Students are covered everywhere in the world, even in overseas and on board as long as this is linked to their ECT+ EMJMD programme.

UBx is responsible for contract renewal every year and costs are covered by the Consortium as a part of the participation costs budget.

Summary of cover:

  • Section 1 : Accidental death 5.000,00 €
  • Section 2 : Permanent invalidity due to accident 75.000,00 €. Hospital stay in a semi-private room, or ward (accident/ sickness) during max. 365 days real costs.
  • Section 3 : Cost of treatment following an accident/ sickness real costs. Costs of urgent dental care incurred as a consequence of an accident during max. 365 days real costs
  • Section 4 : Costs of urgent dental care without an accident 250,00 € (per claim per insured). Assistance to persons: repatriation or medical transport real costs; repatriation or transportation of the mortal remains 7.500,00 €; early return in case of the death of a relative real costs; the dispatching of medicines abroad real costs; search and rescue costs real costs; telecommunication costs 125,00 €; travel assistance (loss/theft travel documents, interpreter, travel ticket) real costs; legal assistance 5.000,00 €
  • Section 5 :transportation and accommodation costs for family members 7.500,00 €
  • Section 6 : Travel documents 150,00 €
  • Section 7 : Civil liability in private life; cover following to the laws in force in the host country. If the laws in force in the host country do not determine the amounts of insurance cover, in this case, the insured amounts are limited to: Bodily injury : 1.500.000,00 €; Property damage : 150.000,00 €


The European Health Insurance Card (EHIC) replaced the old E111 in 2006. Your EHIC lets you get state healthcare at a reduced cost or sometimes for free. It will cover you for treatment that is needed to allow you to continue your stay until your planned return. It also covers you for treatment of pre-existing medical conditions and for routine maternity care, as long as you’re not going abroad to give birth.

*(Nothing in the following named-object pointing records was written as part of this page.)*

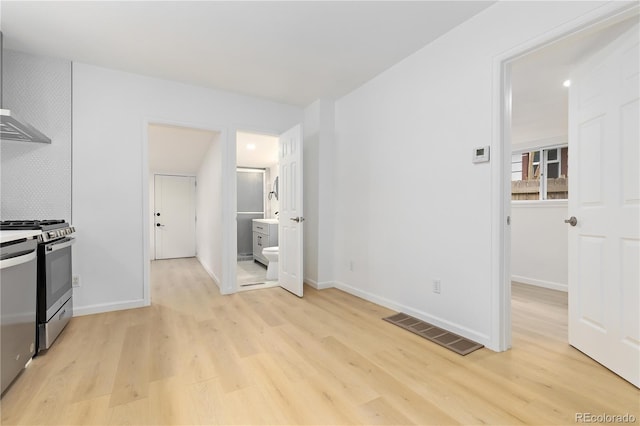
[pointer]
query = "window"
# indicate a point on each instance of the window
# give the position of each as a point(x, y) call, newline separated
point(541, 174)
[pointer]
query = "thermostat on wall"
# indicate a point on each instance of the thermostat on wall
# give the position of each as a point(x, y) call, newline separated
point(481, 154)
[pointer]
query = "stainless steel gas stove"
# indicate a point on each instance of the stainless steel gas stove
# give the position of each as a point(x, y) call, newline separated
point(54, 291)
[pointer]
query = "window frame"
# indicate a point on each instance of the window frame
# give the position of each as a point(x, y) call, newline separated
point(544, 161)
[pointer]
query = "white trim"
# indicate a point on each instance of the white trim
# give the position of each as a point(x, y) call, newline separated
point(540, 283)
point(251, 170)
point(399, 307)
point(501, 146)
point(109, 307)
point(229, 282)
point(319, 286)
point(146, 214)
point(520, 204)
point(537, 144)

The EHIC is not an alternative to travel insurance. It will not cover any private medical healthcare or costs such as mountain rescue in ski resorts, being flown back to the EU member states, or lost or stolen property. Therefore, it is important to have both an EHIC and a valid private travel insurance policy. Some insurers now insist you hold an EHIC and many will waive the excess if you have one. The EHIC is entirely free of charge. However, other unofficial websites may charge you if you apply through them.

If you are not of EEA or Swiss nationality, you’ll have to provide evidence that you are ordinarily resident in a EU member state. Proof of entitlement could be your visa, a letter from the Home Office, a letter from your employer or an approved A1, S1, E101, E106 or E109 form.

Each country’s healthcare system is slightly different. Therefore, your EHIC might not cover everything that would be free on the NHS. However, you should be able to get the same treatment as a resident of the country you’re visiting. In some countries, you may have to pay a patient contribution, also known as a co-payment.

The EHIC is valid for up to five years. Check that your EHIC is still valid before you travel. Renewing your card is free. You can renew an EHIC up to six months before the expiry date. However, any time left on the card will not be added to your new card. Renew your EHIC and go abroad knowing you are more prepared.